Rosie was shaking her head.

“Why not?” Alice asked, the words floating up from somewhere deep down in her chest.

“Alice, I’d do anything to help you. You’re such a sweet lovely girl and you’ve had such an awful time, but. . .”

“Why?”

“I can’t leave my home, my job, my friends. I can’t leave my mum!”

Her mum. Rosie loved her mum. Alice thought of Kathy with her smart clothes and her stiff lacquered hair. She was so different to what Alice had expected. She’d thought Rosie’s mum would be an older version of her: plump, grey hair, good cook, always searching round charity shops for clothes.
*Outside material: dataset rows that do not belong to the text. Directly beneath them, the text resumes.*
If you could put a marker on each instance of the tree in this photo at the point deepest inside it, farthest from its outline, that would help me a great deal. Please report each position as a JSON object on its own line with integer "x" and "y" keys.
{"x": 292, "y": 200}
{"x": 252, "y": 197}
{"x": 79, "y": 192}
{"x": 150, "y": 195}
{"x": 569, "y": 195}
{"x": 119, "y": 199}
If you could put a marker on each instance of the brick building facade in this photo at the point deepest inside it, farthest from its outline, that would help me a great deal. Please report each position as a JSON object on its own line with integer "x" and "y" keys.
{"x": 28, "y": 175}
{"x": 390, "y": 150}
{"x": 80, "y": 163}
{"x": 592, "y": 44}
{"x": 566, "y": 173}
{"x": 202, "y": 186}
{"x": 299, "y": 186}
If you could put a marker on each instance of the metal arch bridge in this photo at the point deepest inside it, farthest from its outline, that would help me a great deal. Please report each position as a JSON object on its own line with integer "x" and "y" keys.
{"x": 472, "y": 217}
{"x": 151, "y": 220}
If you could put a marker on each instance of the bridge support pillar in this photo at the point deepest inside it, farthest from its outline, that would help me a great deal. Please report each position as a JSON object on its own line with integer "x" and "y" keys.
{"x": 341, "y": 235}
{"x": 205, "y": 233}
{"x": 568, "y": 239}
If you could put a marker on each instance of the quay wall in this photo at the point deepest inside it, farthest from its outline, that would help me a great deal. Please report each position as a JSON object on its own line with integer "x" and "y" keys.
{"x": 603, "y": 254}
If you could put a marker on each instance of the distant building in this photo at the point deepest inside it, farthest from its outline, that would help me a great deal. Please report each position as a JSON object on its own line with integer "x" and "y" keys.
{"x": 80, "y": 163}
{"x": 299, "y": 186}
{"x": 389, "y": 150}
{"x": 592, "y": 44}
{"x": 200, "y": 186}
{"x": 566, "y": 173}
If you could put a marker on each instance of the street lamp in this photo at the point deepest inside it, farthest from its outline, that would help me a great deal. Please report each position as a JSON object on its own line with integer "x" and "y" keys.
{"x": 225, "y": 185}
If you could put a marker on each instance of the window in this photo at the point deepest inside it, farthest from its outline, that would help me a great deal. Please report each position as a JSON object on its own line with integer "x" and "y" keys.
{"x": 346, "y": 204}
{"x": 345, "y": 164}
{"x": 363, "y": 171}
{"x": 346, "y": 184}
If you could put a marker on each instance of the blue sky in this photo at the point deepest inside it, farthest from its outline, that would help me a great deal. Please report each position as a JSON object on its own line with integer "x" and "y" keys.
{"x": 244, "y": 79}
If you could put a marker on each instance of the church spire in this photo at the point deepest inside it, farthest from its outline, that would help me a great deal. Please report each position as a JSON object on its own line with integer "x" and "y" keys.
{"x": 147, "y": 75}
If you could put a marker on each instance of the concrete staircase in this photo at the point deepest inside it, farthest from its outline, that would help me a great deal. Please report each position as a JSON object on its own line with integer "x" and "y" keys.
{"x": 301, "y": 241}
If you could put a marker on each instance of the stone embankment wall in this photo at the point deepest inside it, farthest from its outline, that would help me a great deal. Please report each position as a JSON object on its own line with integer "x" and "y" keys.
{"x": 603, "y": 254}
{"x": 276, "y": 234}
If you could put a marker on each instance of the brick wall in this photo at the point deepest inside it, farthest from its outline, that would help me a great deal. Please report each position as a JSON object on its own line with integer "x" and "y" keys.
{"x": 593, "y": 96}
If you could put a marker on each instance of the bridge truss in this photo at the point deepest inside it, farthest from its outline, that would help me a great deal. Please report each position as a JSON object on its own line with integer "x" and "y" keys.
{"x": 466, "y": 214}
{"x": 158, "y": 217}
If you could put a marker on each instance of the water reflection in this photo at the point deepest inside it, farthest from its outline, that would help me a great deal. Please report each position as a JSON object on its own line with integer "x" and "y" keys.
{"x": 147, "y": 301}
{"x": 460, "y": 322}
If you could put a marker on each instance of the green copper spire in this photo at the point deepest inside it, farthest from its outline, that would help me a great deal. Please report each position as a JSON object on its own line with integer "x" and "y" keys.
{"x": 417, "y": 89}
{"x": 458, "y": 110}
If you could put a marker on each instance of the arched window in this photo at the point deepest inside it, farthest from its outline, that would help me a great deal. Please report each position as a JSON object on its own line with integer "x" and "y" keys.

But Kathy had burst through the flat door with her red hair and matching coordinates. She was always trying to persuade Rosie to go to Majorca when really Rosie wanted to go round the world. Why should Alice have thought they would be similar? Look at her own mum. She was nothing like her.

“We could go on a long holiday.” Alice’s words hiccuped out, her hands trembling.

Rosie shook her head. She seemed unable to speak.

“I’d go anywhere for you, Rosie. Why won’t you come with me?”

“I can’t. I have my life here,” Rosie whispered, brushing down the dark hard material of her suit skirt.

Alice sat perfectly still, on the settee, among the baby clothes and jars of cream. She was looking at her reflection in the television screen. A small girl tucked into the side of a settee. At the other end a big woman with a life of her own. From above she could hear Margaret’s footsteps, the boards creaking with fatigue.

“I’ve checked with Jill. We can still see each other. I can come and visit you, in your new uni. We can still be friends,” Rosie said.

Alice didn’t look around.

“Course we can,” she said, even though she knew it wasn’t true.